I’ve always been fascinated by history. My grandmother — who was born and raised in Plattsburg — was an avid genealogist and member of the Daughters of the American Revolution. I grew up hearing her stories of both our ancestors from the U.K. and the general history of the United States, Europe and ancient Egypt.
Unlike my mom, who was not interested in the old stories, I had the knack of retaining the tales grandma told. As I grew, I started reading histories myself and even dabbled with the idea of majoring in history in college.
Obviously, I didn’t, but I’ve still had the luxury of dipping my toes in the water during my 20-plus years in journalism. During my time at the Citizen — 15 years next month if you can believe it — I’ve done quite a few historical features, including enough about the Kansas City, Clay County and St. Joseph Interurban Railway to fill an updated version of “Platte County’s Interurban” by Matt Kelsey, published by the Citizen in 2001.
So, when I was approached last week by Bee Creek Cafe and Bakery owner Dr. Steve Meirose about the first meeting of a burgeoning historical appreciation group I was immediately interested. That meeting was held Friday, June 21 at the cafe, with a respectable turnout.
The speakers at the informal event were historians Olin Miller and Shirley Kimsey — both of them well known to me and the Platte City community in general. Over the years, I popped into Kimsey’s shop on Main Street countless times during our years as her next door neighbor. She was always willing and able to either answer my historical questions or point me in the right direction. The same goes for Miller, and I fondly recall traveling with both of them to visit some of the nearly-forgotten African-American slave cemeteries on Kansas City International Airport property a decade ago.
Platte County played a significant role in the American Civil War, and Miller recounted the Battle of Bee Creek and its fallout for the audience, as detailed in William Paxton’s “Annals of Platte County Missouri.”

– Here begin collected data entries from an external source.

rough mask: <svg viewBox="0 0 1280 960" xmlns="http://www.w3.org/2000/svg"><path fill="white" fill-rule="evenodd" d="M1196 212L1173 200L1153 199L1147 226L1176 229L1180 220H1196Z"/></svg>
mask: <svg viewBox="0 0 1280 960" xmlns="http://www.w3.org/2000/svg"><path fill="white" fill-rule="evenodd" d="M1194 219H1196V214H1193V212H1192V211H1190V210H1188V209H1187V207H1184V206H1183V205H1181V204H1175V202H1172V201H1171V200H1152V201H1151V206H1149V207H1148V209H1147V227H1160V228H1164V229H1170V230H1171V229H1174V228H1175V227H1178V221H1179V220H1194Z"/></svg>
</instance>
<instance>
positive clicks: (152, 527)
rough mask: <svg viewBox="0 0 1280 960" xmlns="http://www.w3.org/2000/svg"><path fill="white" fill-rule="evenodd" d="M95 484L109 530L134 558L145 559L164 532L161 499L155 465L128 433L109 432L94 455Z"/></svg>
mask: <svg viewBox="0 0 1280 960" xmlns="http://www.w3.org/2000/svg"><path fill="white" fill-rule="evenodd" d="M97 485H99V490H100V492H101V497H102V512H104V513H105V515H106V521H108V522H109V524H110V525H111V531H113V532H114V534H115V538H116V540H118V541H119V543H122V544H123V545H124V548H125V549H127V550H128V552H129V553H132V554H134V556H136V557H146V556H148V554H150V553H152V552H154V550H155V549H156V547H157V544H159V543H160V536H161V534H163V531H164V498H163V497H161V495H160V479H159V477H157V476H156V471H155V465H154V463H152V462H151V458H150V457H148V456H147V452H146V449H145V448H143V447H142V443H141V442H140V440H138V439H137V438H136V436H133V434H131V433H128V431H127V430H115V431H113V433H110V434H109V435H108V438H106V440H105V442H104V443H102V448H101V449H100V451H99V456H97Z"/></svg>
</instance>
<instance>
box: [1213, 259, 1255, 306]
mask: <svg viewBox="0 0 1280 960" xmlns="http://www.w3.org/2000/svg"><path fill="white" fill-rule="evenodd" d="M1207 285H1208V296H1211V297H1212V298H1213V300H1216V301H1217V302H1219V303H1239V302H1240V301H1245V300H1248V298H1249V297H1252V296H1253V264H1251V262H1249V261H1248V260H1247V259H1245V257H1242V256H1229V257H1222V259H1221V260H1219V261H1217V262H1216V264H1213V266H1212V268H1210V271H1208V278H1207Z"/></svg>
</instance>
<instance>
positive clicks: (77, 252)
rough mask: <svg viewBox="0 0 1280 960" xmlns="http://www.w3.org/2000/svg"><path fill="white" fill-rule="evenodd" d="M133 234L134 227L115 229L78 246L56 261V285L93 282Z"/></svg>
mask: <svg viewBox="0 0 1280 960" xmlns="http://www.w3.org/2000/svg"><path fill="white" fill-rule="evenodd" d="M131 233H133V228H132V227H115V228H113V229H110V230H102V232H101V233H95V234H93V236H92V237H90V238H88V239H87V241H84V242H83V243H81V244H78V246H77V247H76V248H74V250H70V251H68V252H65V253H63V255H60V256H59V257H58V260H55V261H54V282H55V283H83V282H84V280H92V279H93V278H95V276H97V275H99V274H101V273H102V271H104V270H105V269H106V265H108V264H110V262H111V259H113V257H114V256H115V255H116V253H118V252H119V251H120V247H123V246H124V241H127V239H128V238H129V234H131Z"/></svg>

Bushwhacker Silas Gordon set up shop in northwest Missouri and in November 1861 camped on the Platte County Courthouse lawn with a group of his fellow anti-union guerrillas. The group stole county records and threatened to kill the district judge. Gordon also took control of Weston, briefly, and during a battle with union troops at Bee Creek killed two union soldiers.

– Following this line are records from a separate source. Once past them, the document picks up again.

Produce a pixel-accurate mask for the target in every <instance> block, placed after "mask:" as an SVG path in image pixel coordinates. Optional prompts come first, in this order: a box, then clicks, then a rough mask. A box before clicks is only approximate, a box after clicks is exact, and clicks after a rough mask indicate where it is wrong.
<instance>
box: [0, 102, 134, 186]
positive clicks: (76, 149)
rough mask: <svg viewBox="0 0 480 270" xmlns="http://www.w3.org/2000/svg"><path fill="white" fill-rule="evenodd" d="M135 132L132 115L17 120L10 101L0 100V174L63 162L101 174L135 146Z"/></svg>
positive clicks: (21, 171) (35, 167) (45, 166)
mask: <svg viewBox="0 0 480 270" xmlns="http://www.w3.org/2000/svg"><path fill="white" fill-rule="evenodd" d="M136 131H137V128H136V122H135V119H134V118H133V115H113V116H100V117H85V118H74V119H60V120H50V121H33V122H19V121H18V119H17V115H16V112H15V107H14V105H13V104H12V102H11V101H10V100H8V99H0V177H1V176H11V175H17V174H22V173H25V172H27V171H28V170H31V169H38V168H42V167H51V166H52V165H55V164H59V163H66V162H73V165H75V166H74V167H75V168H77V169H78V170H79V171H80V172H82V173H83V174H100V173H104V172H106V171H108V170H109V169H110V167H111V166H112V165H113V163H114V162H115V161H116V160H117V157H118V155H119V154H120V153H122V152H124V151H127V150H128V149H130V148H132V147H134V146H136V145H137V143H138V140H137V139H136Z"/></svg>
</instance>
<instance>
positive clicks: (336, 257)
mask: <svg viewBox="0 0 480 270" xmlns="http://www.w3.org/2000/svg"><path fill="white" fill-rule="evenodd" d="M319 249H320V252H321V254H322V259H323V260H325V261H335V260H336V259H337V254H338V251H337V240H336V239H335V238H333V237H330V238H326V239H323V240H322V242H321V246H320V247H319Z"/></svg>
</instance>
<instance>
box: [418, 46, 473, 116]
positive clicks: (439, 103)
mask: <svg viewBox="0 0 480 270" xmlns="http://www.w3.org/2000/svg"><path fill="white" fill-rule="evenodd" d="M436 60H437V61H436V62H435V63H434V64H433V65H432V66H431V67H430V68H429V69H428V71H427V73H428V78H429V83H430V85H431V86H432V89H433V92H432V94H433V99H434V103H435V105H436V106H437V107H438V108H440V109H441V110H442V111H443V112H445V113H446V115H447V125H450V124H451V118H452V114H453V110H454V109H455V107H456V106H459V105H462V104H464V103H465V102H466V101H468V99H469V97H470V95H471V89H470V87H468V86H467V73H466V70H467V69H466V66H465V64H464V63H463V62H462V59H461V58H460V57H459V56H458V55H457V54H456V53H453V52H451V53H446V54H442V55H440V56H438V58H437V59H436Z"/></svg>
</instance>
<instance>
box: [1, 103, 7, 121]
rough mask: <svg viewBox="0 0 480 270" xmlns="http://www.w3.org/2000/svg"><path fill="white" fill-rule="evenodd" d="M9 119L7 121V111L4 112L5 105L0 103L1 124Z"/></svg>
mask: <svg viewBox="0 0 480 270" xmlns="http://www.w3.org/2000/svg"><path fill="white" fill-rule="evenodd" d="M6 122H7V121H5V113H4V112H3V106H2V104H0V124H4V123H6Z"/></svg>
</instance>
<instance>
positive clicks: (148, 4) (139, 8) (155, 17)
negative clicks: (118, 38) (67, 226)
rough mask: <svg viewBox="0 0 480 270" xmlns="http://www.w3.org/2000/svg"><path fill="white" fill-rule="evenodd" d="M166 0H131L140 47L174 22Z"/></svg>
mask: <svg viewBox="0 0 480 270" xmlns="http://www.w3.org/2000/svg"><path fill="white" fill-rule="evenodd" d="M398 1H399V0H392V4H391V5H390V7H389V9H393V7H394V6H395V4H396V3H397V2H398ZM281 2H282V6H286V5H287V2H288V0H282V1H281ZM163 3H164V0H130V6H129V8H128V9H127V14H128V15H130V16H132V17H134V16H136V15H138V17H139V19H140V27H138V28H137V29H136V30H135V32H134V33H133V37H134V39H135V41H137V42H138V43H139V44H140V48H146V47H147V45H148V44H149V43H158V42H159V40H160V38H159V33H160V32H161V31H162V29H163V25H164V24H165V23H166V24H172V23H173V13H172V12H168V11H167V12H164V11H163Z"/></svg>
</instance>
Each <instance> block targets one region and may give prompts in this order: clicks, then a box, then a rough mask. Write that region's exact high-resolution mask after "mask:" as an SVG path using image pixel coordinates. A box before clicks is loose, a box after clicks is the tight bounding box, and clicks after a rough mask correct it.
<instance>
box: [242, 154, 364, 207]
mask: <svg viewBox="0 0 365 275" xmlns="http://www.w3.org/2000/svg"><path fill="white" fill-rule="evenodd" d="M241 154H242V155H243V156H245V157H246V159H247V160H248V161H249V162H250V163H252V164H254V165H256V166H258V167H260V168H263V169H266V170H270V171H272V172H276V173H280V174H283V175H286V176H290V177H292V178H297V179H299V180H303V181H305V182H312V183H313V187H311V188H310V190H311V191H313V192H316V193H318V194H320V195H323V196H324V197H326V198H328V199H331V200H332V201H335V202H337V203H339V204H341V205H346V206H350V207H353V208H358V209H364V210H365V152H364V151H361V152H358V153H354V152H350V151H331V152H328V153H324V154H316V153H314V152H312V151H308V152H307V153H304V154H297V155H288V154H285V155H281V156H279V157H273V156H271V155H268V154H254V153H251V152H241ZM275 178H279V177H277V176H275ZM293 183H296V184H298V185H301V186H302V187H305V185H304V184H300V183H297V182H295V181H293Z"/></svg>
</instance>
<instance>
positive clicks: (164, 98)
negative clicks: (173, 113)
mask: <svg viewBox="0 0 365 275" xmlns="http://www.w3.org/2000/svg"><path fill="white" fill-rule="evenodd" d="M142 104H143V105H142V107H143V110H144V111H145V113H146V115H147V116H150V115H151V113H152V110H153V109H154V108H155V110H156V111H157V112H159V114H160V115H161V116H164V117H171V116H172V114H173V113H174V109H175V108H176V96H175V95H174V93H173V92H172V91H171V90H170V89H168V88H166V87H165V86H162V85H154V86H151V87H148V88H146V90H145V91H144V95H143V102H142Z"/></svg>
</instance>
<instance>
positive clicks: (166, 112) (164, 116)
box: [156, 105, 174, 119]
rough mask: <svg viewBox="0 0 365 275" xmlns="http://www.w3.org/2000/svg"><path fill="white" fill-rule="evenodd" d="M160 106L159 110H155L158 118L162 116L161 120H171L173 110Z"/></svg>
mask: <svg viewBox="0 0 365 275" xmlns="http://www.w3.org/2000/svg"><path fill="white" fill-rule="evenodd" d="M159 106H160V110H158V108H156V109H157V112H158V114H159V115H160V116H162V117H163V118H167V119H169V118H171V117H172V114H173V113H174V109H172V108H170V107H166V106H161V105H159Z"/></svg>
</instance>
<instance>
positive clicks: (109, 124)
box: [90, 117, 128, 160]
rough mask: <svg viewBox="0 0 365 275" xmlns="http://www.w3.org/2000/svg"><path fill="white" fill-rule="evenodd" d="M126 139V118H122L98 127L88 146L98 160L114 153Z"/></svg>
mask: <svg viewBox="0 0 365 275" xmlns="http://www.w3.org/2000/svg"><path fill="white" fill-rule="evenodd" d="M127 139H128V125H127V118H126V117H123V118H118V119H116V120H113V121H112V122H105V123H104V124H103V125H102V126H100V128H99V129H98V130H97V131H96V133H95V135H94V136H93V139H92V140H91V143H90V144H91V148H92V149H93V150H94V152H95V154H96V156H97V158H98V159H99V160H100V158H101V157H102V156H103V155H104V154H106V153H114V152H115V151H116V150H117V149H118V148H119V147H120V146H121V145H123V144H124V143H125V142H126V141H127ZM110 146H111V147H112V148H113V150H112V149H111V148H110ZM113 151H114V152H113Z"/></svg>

In December 1861 Paxton details how union troops captured William Kuykendall, Black Triplett and Gabriel Close and held them prisoner in Platte City as retaliation for the union deaths. The troops built a large fire near the Baptist Church downtown and Paxton awoke at midnight with much of Platte City on fire. When residents and slaves thought the fire was out, it spread to the Platte County Courthouse. At that time, the union soldiers joined the fire fight to attempt to save the courthouse.
On Dec. 17, two of the prisoners — Triplett and Close — were taken to the site of the Bee Creek battle, near a bridge over the creek south of Weston. Close was shot and Triplett tried to flee, but fell in the mud and was killed by bayonet. His blood was used to scrawl the letters “U.S.” on the bridge.
“This grim memento of the war was there for many years,” Paxton wrote.
It’s this sort of history that many modern residents of Platte City are unaware, Meirose said. Between the pre-colonial native civilizations, the pioneer era and civil war, Jesse James and Bonnie and Clyde, Platte County has a unique place in American history, which he wants to help preserve.
Kimsey — in pioneer dress — spoke of her work to document all of Platte County’s 210 cemeteries and promised to share her adventures at an upcoming meeting.
Historical photos line the walls in Bee Creek Cafe, including one taken in 1942 of newly enlisted soldiers lined up for the draft. Meirose hopes to identify the faces in that photo, and in the coming weeks the Citizen will run the photo to attempt to help historians put names to those soldiers of the past.
Platte City and Weston have their own historical societies and museums, but perhaps an informal coffee house group such as this is just the ticket to make history more accessible to average citizens. I’m sure my grandmother would have approved, and I do, too.